Roosevelt took a tiny lead on the fifth ballot, and lost it on the sixth. Favorite sons bled votes to the two front-runners, though neither had gained a majority, much less two-thirds.

Huey Long stayed in the fight. He had not a delegate from north of the Mason-Dixon Line, but he’d picked up votes from lesser Southern candidates like Hugo Black. The Kingfish could dicker with the bigger fish from Yankeeland. Since he hadn’t a prayer of winning the nomination, no one seemed to mind his cutting capers on the convention floor.

Jim Farley paid him a courtesy call. Two ballots later, so did Stas Mikoian. Long preened and posed. Hardly anyone admired him more than he admired himself. He wasn’t just Kingfish, not for the duration. He had hopes of being kingmaker, too.

Ballot followed ballot. Tobacco smoke thickened the air. So did the growing fug of badly bathed, sweating pols. Most of the party’s anointed were in their shirtsleeves after a while, and most of the shirts had spreading stains at the armpits.

Charlie recorded each count, wondering whether Huey Long’s total plus that of one of the major candidates would reach the magic number. It didn’t look as though that would happen any time soon, though.
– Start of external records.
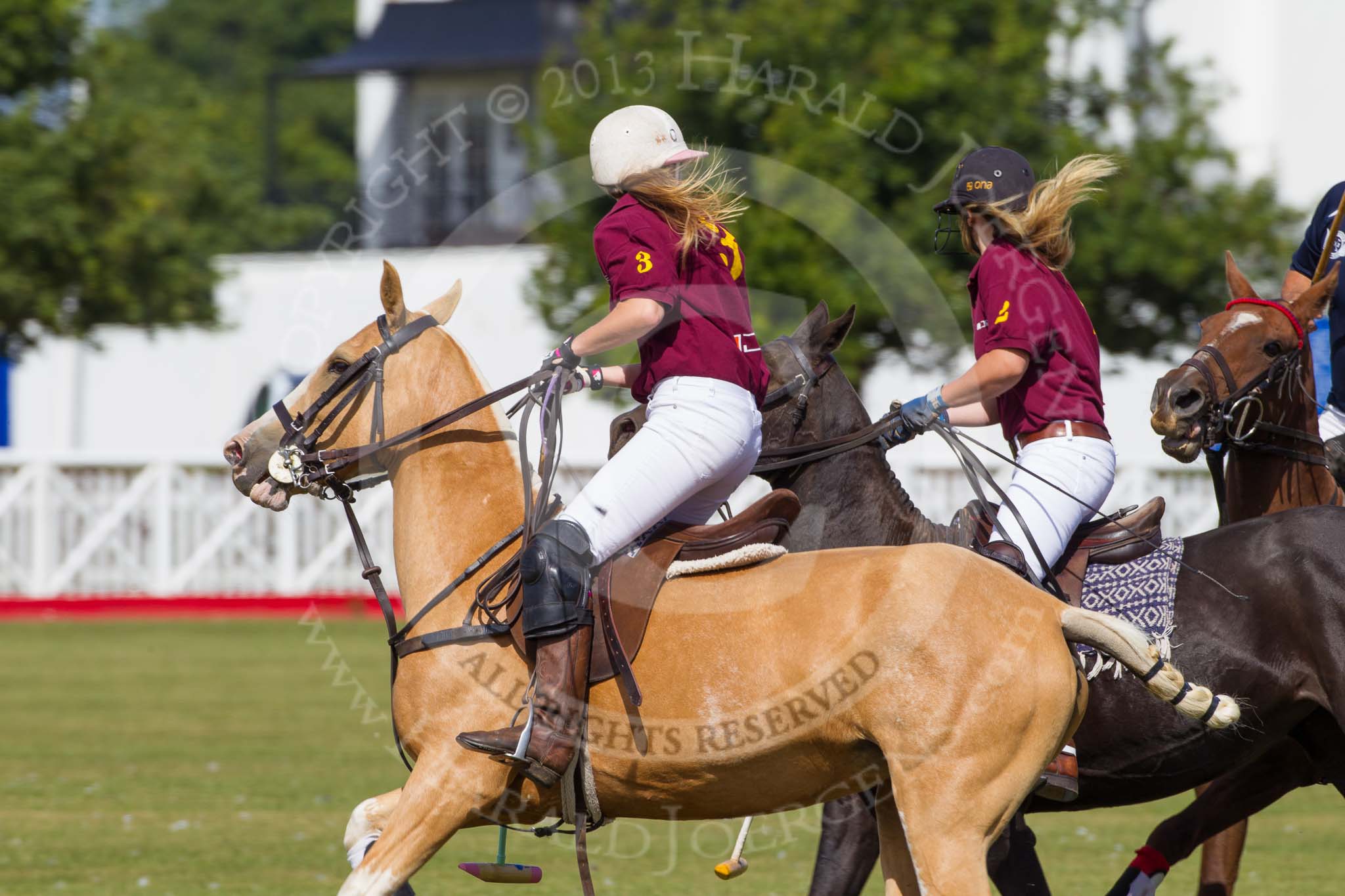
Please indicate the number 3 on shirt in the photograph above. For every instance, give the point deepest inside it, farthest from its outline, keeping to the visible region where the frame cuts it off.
(732, 245)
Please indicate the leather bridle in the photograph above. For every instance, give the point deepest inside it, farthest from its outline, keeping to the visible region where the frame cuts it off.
(1232, 421)
(300, 463)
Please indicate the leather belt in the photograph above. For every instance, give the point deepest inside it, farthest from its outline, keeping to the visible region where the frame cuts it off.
(1069, 429)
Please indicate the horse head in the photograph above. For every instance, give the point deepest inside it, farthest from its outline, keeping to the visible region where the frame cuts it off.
(802, 368)
(1245, 344)
(338, 396)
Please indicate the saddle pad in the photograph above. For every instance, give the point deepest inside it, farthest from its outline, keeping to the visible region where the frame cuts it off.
(744, 557)
(1141, 593)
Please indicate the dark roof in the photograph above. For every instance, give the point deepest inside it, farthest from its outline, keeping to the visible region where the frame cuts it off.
(450, 35)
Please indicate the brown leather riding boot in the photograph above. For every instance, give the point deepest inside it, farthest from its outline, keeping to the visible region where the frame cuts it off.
(1060, 779)
(1006, 554)
(558, 702)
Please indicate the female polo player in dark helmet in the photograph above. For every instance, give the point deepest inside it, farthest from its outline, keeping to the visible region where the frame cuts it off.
(1038, 360)
(1038, 370)
(677, 286)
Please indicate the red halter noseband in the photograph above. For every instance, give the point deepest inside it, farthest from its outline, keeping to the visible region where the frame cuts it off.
(1278, 307)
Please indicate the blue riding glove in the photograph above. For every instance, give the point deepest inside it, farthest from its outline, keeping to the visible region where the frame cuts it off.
(919, 413)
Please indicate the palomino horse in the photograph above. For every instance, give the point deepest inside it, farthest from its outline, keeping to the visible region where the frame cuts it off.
(1287, 658)
(942, 671)
(1250, 337)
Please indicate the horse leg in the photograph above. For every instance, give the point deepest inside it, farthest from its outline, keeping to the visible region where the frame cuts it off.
(445, 793)
(849, 845)
(366, 824)
(899, 871)
(1220, 857)
(1225, 801)
(1013, 863)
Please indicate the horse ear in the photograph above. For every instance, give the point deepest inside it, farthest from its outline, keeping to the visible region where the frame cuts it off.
(834, 333)
(816, 320)
(444, 307)
(1314, 300)
(390, 291)
(1238, 285)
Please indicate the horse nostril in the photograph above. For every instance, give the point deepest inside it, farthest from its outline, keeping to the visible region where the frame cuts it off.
(233, 453)
(1188, 400)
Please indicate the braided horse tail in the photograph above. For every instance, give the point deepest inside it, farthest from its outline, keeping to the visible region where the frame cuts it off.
(1133, 649)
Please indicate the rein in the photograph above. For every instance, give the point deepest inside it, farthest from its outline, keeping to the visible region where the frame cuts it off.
(300, 463)
(1231, 422)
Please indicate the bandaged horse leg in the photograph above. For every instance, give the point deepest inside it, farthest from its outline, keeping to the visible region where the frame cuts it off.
(1222, 803)
(557, 618)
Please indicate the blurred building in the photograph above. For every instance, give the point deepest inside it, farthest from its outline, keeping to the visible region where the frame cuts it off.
(114, 481)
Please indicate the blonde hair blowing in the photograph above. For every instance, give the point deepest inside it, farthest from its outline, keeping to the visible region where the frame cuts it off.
(707, 194)
(1043, 226)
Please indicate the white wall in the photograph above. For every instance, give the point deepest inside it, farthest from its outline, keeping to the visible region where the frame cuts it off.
(182, 393)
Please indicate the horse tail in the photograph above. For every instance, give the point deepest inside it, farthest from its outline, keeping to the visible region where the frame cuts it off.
(1133, 649)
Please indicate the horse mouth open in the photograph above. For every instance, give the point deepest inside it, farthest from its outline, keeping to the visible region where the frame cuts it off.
(248, 465)
(1183, 440)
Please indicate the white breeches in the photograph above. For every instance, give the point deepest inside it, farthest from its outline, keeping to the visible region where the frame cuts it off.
(1083, 467)
(1331, 422)
(699, 442)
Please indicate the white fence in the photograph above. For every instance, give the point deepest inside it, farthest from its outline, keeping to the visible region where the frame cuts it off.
(89, 526)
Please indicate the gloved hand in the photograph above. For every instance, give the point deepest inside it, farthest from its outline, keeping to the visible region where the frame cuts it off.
(919, 413)
(584, 378)
(563, 356)
(576, 381)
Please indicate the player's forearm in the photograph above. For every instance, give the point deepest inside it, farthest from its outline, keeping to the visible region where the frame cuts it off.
(994, 373)
(621, 375)
(631, 320)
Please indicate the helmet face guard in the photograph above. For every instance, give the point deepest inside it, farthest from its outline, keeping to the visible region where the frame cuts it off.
(947, 234)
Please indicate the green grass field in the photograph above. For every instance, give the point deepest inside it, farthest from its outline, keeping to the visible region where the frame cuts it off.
(225, 758)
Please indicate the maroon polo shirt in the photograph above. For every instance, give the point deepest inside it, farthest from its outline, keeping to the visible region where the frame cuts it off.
(707, 327)
(1017, 301)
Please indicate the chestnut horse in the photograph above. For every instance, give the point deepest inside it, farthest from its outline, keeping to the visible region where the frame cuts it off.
(943, 673)
(1125, 758)
(1250, 337)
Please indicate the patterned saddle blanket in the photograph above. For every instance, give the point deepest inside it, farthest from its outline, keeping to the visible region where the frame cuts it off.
(1142, 593)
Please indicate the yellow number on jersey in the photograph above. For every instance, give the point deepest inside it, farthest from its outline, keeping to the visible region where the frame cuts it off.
(732, 245)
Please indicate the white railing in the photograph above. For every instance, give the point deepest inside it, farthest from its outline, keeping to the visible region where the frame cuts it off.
(96, 526)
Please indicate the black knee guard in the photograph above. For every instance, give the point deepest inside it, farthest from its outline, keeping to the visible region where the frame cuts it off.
(556, 570)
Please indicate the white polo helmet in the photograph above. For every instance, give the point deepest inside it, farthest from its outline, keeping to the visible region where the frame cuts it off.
(635, 140)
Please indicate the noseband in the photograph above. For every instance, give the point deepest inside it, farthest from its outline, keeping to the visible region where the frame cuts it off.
(801, 387)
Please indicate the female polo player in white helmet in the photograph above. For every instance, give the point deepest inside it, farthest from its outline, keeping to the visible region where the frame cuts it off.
(677, 286)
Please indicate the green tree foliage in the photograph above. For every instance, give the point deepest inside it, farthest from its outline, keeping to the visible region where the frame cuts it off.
(132, 156)
(877, 101)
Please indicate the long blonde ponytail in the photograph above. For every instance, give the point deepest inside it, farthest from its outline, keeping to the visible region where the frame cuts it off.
(1043, 226)
(707, 192)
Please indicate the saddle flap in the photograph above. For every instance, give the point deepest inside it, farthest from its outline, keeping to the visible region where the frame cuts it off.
(627, 586)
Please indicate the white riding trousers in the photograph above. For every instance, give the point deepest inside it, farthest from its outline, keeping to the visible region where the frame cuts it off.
(699, 442)
(1331, 422)
(1084, 468)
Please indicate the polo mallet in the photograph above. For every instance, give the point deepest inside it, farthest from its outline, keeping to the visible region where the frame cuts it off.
(1331, 241)
(736, 864)
(502, 872)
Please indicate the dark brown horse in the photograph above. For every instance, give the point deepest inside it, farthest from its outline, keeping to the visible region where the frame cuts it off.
(1286, 658)
(1265, 473)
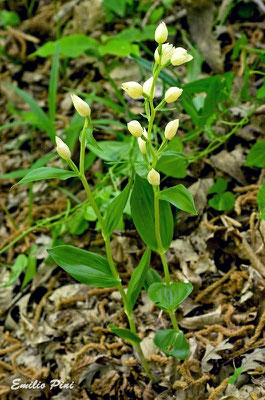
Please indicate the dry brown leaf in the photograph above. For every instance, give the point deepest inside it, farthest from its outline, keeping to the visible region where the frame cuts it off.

Everyone had said Joe Steele and FDR were as close as two rivals could get. For once, everyone seemed to be right.

As if plucking the thought from his mind, another reporter asked, “How many ballots did they need to nominate Davis?”

“A hundred and three,” Charlie said with sour satisfaction.

“Christ!” the other man said. “They’re liable to do it again. If anything gives Hoover a fighting chance, this is it.”

“Yeah. If anything. But nothing does,” Charlie replied. The other reporter laughed, as if he were kidding.

They balloted through the night. Gray predawn light showed in the Stadium’s small number of small windows-they were there more for decoration than to let the sun shine in. At last, the chairman came up to the microphone and said, “A motion to adjourn till one this afternoon will be favorably entertained. Such a motion is always in order.”

Half a dozen men proposed the motion. Several dozen seconded it. It passed by acclamation. Delegates and members of the Fourth Estate staggered out into the muggy morning twilight.

A newsboy hawked copies of the Chicago Tribune. He bawled the front-page headline: “No candidate yet!” Charlie didn’t think that would tell the Democratic movers and shakers much they didn’t already know.